Glade shook his head and stuck his leg with the wounded ankle out straight, winced and moaned. “I wish. No, I don’t owe nobody nothing. I don’t even know who it is. But they know what I done and where I live. They call the house, they leave notes, they break headlights on my aunt’s car and the streetlights, one took a shit on our porch and left a copy of my mug shot splattered with blood. What looked like real blood, with my face all hacked up.”

“Because of what you did?” Rath said.

“I got no control over it,” Glade said. “No. That ain’t true. Most times I do. Like ninety percent. But I’m like a alcoholic. Gotta keep temptation away. I don’t own a cell phone or a computer or nothing, because then it’s all right at my fingertips, man. I gotta keep busy, keep my mind busy, keep my body busy, off tempting thoughts of that shit.”

“Of boys.”

“And girls. I need to do the meetings. That’s where I was. Way over in Nashua. They don’t have enough meetings ’round here. I need to go like once a day. I need support. I don’t want to hurt no one else. But they come and trash my aunt’s car. Break her windows. Vandalize her place she worked hard to retire here. I brought this shit. Disgraced her.”

Rath crouched beside Glade. “I don’t give a shit about your sob story about broken windows after what you broke. I don’t give a fuck if you need to go to meetings. All I need from you is to know the relationship you had with Ned Preacher while you were inside.”

“What? Are you crazy? Preacher? I didn’t know the guy. Didn’t want to know him.”

Rath took Glade’s ankle in his hand and cranked it sideways so it made a popping sound.

Glade went rigid with pain. “Jesus. What the fuck?

What the fuck?” Rath said. “Two minutes ago you want to cave my skull with a brick. Murder me in your aunt’s parking lot, in front of her, a police officer, and now you ask me what the fuck? You knew Preacher. You shared his cell block for three years.”

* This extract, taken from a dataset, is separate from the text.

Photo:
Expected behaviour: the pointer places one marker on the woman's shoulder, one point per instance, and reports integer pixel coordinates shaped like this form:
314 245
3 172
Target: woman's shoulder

“That doesn’t mean I knew him. I didn’t even talk to him. We weren’t girlfriends, that’s for sure. I broke the asshole’s nose because he wouldn’t stop his bullshit praying after lights out. You want to talk to someone who knows the guy, talk to Shelly.”

“Who’s she?”

“Not she. Man. Shelly. Sheldon. Clay Sheldon. Those two were tight as a ball of snakes. They had some shit going on I’ll tell you what. You want to talk to someone who was close with Preacher, really fucking close, Shelly’s your guy.”

“Get up,” Rath said. “I’m going to uncuff you. Try anything, I’ll break your other ankle.”

“I need medical attention. I need to get to the hospital.”

“Then go.”

“My ankle’s busted.”

“Call an ambulance.” Rath leaned close. Glade was rank with stale sweat. He could have stood to have some namesake air freshener sprayed on him. “I suggest you tell doctors you slipped on the wet walkway. Unless you want to be charged with assaulting a police officer and head back into the joint. If I had time to waste on you, that’s what you’d do, but I don’t have time to waste.”

In his Scout, Rath dialed Test. “We need to get to the North Star.”